In general, doctors treating patients with these conditions recommend they get a COVID vaccine because some protection is better than none. But experts and the Centers for Disease Control and Prevention (CDC) suggest that people with these conditions consult with their health care providers before getting vaccinated.
The CDC also recommends that even after getting vaccinated, those with compromised immune systems should consider still taking precautions against COVID-19, including wearing a mask and staying six feet apart from people who don't live with them. Doctors also recommend that people with these conditions ask their relatives and friends to get vaccinated.
Doctors performed 39,000 organ transplants in 2020, with kidney transplants leading the way.
Those receiving new organs typically take medications that prevent the immune system from going to war against the donated organ. “If the immune system is too active, it attacks the new organ,” says Peter Chin-Hong, a professor of medicine at UC San Francisco who directs its immunocompromised host infectious diseases program.
Those same drugs appear to undercut the vaccine's antibodies. In fact, a May 2021 study of 658 transplant recipients found that 46 percent had no antibodies after they received two COVID-19 vaccine shots.

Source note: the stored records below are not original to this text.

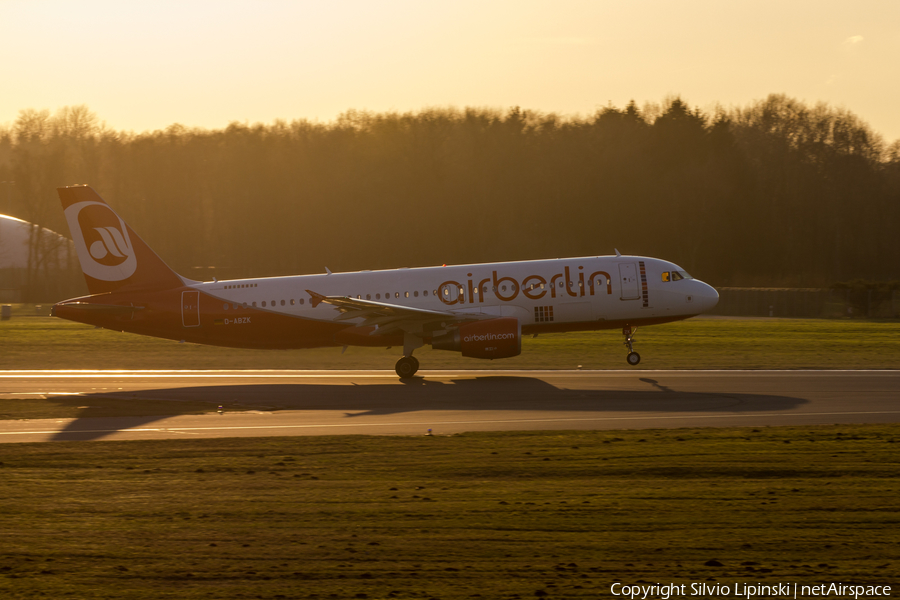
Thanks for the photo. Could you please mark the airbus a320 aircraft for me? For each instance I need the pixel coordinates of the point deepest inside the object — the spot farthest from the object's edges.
(480, 310)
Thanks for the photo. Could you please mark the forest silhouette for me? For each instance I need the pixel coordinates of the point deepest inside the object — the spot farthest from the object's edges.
(777, 193)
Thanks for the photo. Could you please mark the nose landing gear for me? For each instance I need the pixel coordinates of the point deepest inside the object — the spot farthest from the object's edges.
(633, 357)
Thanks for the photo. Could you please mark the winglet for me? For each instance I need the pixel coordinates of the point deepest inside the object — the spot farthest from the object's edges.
(315, 299)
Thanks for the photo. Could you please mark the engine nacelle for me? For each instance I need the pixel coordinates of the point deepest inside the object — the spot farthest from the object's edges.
(494, 338)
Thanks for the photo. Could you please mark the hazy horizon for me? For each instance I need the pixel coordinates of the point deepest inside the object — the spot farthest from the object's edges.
(142, 67)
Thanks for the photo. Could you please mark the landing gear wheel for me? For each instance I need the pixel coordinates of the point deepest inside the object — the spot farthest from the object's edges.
(407, 367)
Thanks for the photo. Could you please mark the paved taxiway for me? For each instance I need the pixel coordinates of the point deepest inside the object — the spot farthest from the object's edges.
(282, 403)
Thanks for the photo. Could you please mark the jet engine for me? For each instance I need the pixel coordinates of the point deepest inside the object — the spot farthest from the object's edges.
(494, 338)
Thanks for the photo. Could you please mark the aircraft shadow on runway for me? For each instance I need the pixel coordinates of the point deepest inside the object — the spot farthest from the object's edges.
(475, 394)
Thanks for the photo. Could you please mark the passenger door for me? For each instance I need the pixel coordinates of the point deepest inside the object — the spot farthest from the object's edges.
(190, 309)
(631, 289)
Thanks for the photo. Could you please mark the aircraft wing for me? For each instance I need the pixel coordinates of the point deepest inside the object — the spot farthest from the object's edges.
(388, 318)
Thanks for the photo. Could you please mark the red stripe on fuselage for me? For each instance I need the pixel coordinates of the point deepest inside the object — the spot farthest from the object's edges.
(159, 314)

The study, from the Johns Hopkins University School of Medicine in Baltimore, has received widespread attention among transplant recipients, experts said. They said they were not surprised by the results.
That's why transplant doctors often try to plan ahead and have patients get vaccinated before surgery, said Joseph G. Timpone, M.D., section leader for transplant and immunocompromised services at MedStar Georgetown University Hospital in Washington, D.C.